Citation and Research Objects: Toward Active Research Objects

Daniel S. Katz
NCSA, CS, ECE, & iSchool
University of Illinois at Urbana-Champaign
Urbana, IL, USA
d.katz@ieee.org

Abstract This extended abstract, submitted to the Workshop on Research Objects 2019 (RO2019), being held in conjuction with the 15th International Conference on eScience (eScience 2019), discusses the state of citation for software and for data, and explains challenges in citing more complex research objects, including Research Objects.
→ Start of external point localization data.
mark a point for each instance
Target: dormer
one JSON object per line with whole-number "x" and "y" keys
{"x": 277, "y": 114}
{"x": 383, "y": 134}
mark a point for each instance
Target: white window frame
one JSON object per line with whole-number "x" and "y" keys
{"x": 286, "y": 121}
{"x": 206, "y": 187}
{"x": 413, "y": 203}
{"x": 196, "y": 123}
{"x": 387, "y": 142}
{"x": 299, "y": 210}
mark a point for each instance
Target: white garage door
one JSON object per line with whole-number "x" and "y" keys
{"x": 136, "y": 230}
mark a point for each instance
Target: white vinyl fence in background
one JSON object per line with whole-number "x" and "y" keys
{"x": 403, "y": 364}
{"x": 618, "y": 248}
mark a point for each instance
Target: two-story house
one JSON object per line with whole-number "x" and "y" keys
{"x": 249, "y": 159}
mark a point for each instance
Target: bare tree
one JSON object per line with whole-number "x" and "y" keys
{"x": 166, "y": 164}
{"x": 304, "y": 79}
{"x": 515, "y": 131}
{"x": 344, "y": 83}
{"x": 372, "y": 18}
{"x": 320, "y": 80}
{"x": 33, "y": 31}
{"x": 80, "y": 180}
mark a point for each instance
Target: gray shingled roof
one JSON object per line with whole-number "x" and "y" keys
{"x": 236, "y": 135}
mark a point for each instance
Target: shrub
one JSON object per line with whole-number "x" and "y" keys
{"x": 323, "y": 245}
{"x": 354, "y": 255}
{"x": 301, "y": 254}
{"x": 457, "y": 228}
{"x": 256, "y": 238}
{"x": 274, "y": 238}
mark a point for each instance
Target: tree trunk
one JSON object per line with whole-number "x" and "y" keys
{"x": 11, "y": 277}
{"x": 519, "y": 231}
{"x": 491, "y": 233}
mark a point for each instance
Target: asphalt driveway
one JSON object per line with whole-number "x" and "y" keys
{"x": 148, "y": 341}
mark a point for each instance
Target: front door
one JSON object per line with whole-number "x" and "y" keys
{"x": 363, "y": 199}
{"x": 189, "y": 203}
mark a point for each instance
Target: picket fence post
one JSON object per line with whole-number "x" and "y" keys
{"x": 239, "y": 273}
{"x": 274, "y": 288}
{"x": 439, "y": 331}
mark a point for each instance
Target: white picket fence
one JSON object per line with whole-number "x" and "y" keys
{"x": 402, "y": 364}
It includes a proposal for how current Research Objects and their contents can be cited, and additionally proposes Active Research Objects to make this easier.

Index Terms software citation, data citation, Research Objects

I. Introduction

In the last 5 or 6 years, the research community has made good progress in creating principles for citing simple research objects, such as data  [1] and software  [2]. We have arrived at different principles for these two types of simple objects because they are fundamentally different, for example, they are treated differently by copyright law and have different types of appropriate licenses  [3]. Additionally in the recent past, a number of community efforts arose to implement these citation principles (e.g., the FORCE11 Data Citation Implementation Group, the FORCE11 Software Citation Implementation Working Group), for data most recently in the context of the FAIR data principles  [4] (e.g. Enabling FAIR Data). Note that there is no widely accepted equivalent of the FAIR data principles for software or for other research objects, though some researchers are working in this area.
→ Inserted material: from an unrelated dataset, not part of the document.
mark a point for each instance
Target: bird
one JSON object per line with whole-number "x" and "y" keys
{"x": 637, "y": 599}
Currently, citing these simple research objects (data and software) is possible, and is relatively straightforward, though not yet common practice, particularly for software. Doing so follows the example of the long-established method for citing papers:

  1. The item and associated metadata are deposited in a repository.
  2. The repository stores/archives the item and metadata, and provides an identifier that can be used to retrieve them.
  3. The identifier and metadata are used to cite the object.

However, the situation for complex research objects (objects that contain other objects) is not as clear. While the entire object can be cited as a single object, in many cases, the content objects may also have their own identifiers, particularly if they existed independently before they were added to the research object. It’s beneficial to be able to track the references to them, whether they are independent or are contained in a complex research object, and ideally, using as few identifiers as possible.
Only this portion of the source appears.